Come Back, Mac!

It isn’t always easy to see which way the winds of change are blowing. For example, it was probably impossible to tell in 1985 that MacGyver was the transitional show between the glorious days of mindless shoot ’em ups like The A-Team and “thinking man’s” TV like…umm…oh, I dunno, L.A. Law?

Anyway, I loved MacGyver. I loved how Richard Dean Anderson and his bullet-proof mullet could stop an entire army of South American insurgents with a pocket knife, a roll of toilet paper (single-ply, at that!), old chewing gum and one of those little plastic things from the ends of a shoelace. He’s the man who inspired me to get a Swiss Army knife.

Now, rumors are circulating that there’s a possible “big-budget, blockbuster” MacGyver film in the works.

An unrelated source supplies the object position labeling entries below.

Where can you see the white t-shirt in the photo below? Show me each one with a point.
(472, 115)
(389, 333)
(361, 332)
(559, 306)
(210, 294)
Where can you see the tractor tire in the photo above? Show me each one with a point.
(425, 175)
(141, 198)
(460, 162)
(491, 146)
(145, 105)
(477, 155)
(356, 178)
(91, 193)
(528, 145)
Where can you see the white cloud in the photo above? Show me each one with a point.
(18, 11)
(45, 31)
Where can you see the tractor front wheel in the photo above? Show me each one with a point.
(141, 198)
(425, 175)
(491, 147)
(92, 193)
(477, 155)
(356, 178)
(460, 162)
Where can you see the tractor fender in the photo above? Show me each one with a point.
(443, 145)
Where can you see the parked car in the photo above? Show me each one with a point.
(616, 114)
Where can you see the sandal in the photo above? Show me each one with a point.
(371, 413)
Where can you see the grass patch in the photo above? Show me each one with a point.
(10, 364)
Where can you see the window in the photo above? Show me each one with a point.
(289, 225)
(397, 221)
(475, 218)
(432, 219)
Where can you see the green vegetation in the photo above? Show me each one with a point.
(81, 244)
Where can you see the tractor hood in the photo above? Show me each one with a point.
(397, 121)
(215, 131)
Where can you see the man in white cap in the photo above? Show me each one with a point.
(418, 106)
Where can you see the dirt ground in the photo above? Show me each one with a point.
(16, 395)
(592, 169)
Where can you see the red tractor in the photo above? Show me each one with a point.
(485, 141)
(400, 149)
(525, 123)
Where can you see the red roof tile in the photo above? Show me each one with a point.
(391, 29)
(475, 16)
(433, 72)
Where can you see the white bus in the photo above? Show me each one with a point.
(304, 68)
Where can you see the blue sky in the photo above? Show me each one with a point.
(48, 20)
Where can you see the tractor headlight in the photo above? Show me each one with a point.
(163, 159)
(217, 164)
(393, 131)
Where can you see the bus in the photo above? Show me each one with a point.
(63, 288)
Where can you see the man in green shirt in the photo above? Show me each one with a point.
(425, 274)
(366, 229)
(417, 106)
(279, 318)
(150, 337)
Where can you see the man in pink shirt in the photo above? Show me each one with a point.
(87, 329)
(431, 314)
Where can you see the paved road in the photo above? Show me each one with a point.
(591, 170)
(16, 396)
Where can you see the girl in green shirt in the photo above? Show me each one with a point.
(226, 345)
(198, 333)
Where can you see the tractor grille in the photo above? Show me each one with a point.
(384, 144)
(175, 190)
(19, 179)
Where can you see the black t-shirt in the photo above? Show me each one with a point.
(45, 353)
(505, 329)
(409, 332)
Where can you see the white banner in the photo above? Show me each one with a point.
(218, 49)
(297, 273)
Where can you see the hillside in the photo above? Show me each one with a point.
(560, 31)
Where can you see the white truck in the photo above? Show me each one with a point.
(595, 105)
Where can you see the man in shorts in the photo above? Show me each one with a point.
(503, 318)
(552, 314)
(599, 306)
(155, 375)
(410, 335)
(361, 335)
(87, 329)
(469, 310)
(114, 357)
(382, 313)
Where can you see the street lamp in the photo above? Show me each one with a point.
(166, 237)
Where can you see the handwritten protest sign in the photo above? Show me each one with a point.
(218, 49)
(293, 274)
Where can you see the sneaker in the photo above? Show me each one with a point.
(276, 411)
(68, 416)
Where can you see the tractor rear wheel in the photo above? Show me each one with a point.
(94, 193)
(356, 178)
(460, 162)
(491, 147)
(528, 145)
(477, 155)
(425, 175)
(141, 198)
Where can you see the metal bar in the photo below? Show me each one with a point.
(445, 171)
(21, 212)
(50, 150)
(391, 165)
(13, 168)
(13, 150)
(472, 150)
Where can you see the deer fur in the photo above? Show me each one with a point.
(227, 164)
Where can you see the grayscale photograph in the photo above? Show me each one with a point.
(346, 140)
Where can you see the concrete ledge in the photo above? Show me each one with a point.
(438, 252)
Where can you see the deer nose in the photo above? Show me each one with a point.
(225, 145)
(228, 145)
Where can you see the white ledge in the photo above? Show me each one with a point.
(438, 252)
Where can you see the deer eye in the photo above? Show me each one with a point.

Okay, Hollywood. Listen up. I’m going to give it to you simple: This ain’t rocket science. Learn from Jon Favreau. Keep this shit simple. You call up Richard Dean Anderson and you get him on the set, pronto. If Harrison Ford can still be Indiana Jones, RDA can still be Mac. Need proof:

Got it? Good.


2 responses to “Come Back, Mac!

  1. Yeah, freaking single-ply. Genius.

  2. It’s funny how we’re so starved for legitimate action heroes that we have to resurrect guys from 15-20 years ago, like Rambo, Rocky, Indiana Jones, John McClane, and now ol’ Mac.